The Conservative voter who berated energy minister Amber Rudd on Question Time became something of an overnight sensation. Michelle Dorrell was visibly upset as she said life would become very difficult for her and her family if the government was to proceed with its reductions in tax credits. But just a day or two later, the Institute for Fiscal Studies (IFS) suggested that she is unlikely to be hit by the changes at all.
That Ms Dorrell didn’t understand the changes is unsurprising: tax credits are as clear as mud. Hardly anybody fully understands the tax credits system, including, if anecdotes are to believed, those working for the government in administering the system.
That makes reforming them an almighty challenge – and one that has caused the chancellor a major political headache. We now know that the Lords voted in favour of delaying the tax credit changes by three years and that the government must compensate those who lose out, sparking an intense constitutional debate. There may be repercussions be down the line for their noble Lordships, but it is hard to shake the impression that this could have been avoided with more clarity at the outset.
While the challenge was monumental, the reasons for reform seemed right. For a start, the principle of taking money from people’s pay cheques in tax, only to churn it through a bureaucracy and then hand some of it back in tax credits, is a bizarre one. So it was a brave decision by the chancellor to attempt to sort out the chaotic and expensive mess of a system.
But once the IFS calculated that families could lose out by as much as £1,000 per year, it began to unravel.
What could have been done instead? We know that the government has said that they won’t touch pensioner benefits and the triple lock on the state pension, which means that young people of working age are taking an extremely heavy hit from the savings being identified in the welfare budget. Indeed, the IFS has also found that pensioners are, for the first time, better off than the working young.
If we had the luxury of starting from first principles then politicians could have been truly ambitious and looked at the welfare system more fundamentally. Iain Duncan Smith has championed Universal Credit, which is indeed a far-ranging reform, but in 2010, the TaxPayers’ Alliance recommended an even bolder proposal with a form of Negative Income Tax, which would taper away at a constant rate as earnings increase. This week the Adam Smith Institute released a paper calling for a similar system.
But dealing with tax credits as they are, the TPA also proposed abolishing child benefit and increasing the child element of the child tax credit to address child poverty concerns. That would have saved £3bn a year by 2020. Another idea would be to cut child tax credits to their 2003–04 level in real terms, saving almost £6bn a year by the end of the parliament.

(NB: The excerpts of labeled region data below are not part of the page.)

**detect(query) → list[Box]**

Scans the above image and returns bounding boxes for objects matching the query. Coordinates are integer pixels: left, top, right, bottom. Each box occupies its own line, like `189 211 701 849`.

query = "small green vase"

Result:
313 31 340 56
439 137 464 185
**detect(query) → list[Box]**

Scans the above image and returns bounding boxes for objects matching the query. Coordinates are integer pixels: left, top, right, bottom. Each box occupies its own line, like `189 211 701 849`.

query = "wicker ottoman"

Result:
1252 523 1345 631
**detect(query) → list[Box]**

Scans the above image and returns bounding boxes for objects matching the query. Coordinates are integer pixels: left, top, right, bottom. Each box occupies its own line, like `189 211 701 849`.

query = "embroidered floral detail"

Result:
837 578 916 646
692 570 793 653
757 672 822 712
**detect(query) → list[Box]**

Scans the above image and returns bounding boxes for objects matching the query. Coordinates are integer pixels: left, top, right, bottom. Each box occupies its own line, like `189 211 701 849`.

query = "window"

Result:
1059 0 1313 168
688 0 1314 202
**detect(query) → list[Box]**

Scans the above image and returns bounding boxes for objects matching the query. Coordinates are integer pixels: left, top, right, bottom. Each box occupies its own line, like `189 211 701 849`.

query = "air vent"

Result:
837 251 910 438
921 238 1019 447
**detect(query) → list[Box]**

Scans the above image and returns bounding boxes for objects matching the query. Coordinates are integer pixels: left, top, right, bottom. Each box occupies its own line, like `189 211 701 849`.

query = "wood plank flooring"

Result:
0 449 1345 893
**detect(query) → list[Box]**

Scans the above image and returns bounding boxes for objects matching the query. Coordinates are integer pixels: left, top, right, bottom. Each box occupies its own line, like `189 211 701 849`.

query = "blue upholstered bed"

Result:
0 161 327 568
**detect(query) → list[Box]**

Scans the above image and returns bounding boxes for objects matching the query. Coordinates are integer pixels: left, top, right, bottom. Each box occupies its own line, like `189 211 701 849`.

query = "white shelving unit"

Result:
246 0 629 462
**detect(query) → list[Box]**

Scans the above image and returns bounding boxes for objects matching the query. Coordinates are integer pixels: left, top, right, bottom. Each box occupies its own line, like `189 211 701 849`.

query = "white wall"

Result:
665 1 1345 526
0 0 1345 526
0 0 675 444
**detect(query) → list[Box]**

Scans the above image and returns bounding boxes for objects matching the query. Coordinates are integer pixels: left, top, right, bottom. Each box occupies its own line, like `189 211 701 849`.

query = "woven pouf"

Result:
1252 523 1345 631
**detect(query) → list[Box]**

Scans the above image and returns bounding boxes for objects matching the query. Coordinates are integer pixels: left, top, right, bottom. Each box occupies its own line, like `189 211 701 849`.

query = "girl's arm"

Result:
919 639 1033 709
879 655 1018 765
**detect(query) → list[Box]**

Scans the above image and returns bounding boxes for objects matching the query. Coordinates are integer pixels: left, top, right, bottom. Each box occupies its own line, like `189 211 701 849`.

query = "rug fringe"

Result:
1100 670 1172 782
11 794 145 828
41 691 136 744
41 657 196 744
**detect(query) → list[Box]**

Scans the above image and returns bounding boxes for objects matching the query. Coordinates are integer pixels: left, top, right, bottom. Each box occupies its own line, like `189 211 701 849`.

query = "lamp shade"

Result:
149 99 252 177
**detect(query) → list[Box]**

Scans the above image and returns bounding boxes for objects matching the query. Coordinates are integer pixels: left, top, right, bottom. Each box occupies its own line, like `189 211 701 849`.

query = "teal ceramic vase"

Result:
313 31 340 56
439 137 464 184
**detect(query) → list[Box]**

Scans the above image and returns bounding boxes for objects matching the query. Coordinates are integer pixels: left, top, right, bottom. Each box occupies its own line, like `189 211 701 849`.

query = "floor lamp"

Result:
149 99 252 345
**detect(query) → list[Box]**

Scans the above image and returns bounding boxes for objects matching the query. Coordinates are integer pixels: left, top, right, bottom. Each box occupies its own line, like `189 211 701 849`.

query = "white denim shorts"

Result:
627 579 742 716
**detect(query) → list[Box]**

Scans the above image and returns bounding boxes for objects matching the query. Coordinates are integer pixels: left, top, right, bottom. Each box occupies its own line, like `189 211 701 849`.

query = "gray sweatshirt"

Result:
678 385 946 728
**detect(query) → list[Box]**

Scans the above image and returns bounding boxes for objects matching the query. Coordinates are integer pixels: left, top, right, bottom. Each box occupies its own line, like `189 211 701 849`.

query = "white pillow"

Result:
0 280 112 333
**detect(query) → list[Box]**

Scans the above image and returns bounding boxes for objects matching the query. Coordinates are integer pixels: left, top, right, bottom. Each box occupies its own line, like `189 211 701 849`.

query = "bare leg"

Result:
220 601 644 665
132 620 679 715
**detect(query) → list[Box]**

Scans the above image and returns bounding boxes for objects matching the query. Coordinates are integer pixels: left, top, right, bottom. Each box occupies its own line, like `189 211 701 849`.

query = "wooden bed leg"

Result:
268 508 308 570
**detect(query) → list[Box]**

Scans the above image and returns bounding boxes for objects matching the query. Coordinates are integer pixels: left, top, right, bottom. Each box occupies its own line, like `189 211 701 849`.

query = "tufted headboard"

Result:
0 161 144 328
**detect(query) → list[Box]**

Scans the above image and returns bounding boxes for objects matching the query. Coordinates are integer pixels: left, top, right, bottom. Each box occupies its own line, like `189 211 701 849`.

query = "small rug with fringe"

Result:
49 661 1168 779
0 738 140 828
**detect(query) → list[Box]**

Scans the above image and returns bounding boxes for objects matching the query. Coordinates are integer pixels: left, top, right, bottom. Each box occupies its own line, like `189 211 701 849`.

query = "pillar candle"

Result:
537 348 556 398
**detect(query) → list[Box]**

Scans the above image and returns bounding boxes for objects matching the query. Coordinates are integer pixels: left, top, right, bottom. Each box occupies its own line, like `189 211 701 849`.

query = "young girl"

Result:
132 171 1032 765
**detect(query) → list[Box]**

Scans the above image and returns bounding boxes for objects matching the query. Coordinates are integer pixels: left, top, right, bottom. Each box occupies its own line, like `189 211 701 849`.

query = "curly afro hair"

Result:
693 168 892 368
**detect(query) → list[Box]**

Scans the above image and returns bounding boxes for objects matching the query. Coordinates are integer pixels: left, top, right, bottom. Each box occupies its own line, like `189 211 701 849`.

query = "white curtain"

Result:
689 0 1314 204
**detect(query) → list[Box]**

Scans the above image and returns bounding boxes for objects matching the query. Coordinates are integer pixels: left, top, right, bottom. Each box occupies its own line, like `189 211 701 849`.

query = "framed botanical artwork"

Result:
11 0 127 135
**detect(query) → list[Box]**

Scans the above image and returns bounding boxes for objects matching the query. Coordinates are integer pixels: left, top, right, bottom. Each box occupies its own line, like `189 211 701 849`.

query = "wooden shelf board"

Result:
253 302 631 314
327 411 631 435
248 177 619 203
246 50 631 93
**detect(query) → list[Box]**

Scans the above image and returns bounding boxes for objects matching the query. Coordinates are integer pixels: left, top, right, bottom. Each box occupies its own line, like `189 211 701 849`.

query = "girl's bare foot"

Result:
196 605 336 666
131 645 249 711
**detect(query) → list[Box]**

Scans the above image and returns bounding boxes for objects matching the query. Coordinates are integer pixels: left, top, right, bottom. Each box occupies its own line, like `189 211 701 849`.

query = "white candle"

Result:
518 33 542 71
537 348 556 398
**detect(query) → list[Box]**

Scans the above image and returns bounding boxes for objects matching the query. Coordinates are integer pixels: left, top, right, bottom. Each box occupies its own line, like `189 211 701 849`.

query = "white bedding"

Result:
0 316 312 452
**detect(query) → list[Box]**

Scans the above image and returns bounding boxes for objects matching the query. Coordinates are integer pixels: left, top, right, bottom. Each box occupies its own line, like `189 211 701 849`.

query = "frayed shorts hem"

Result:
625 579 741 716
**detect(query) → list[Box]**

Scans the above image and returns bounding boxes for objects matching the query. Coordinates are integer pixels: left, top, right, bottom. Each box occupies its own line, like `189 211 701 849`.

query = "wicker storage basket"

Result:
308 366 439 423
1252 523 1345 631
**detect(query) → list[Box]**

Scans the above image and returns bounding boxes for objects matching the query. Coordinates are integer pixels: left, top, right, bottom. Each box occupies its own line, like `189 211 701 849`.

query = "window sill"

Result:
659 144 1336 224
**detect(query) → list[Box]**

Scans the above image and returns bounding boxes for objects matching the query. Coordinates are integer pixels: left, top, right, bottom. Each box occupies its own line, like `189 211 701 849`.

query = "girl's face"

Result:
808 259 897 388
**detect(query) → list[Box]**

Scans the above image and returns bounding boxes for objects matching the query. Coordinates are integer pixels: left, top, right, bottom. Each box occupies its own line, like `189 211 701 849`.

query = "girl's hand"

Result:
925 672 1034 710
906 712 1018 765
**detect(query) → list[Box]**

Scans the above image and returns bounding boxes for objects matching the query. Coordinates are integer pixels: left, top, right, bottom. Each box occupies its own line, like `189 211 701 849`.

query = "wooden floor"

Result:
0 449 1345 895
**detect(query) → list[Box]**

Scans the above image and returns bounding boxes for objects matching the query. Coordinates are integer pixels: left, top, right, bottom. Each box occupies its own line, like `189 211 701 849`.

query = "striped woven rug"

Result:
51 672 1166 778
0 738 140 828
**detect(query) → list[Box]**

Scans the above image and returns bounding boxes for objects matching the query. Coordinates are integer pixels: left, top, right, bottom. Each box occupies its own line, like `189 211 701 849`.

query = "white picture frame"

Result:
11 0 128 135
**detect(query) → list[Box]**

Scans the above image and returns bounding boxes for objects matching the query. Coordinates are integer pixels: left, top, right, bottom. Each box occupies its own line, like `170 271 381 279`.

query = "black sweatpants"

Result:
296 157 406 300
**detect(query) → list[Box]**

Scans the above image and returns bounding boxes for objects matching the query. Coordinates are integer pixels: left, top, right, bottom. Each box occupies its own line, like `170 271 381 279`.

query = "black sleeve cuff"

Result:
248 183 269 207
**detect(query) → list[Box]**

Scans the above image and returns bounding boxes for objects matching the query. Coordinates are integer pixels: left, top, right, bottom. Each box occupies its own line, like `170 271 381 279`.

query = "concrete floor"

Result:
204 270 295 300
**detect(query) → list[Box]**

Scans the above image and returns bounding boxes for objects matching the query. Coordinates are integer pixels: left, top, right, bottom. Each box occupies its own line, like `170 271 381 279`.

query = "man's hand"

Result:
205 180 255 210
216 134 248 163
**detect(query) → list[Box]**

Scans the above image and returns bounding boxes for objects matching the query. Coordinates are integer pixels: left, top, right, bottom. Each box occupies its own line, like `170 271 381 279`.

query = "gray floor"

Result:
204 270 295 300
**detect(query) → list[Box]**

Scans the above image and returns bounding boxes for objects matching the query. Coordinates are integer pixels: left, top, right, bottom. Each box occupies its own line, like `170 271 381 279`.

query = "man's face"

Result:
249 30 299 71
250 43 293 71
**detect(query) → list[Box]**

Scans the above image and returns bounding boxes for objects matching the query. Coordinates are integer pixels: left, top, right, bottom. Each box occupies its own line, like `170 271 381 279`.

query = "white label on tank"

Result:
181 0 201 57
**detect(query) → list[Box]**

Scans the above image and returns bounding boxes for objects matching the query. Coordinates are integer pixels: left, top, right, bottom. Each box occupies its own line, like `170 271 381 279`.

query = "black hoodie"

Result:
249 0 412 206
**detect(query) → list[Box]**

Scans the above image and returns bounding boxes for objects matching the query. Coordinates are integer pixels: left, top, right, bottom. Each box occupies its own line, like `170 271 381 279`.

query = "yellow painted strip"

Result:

There are other suggestions now being mooted in the wake of the Lords defeat: speeding up the increase in the personal allowance, for instance, or cutting national insurance for the lowest earners. Whatever the chancellor decides, he should ensure that the numbers back up his claims to support the strivers.
Michelle Dorrell was confused and upset by the tax credit changes – who could blame her? The chancellor’s main task now is to set out, as clearly as possible, what he intends to do, who it will affect and how, if at all, he will compensate any "losers".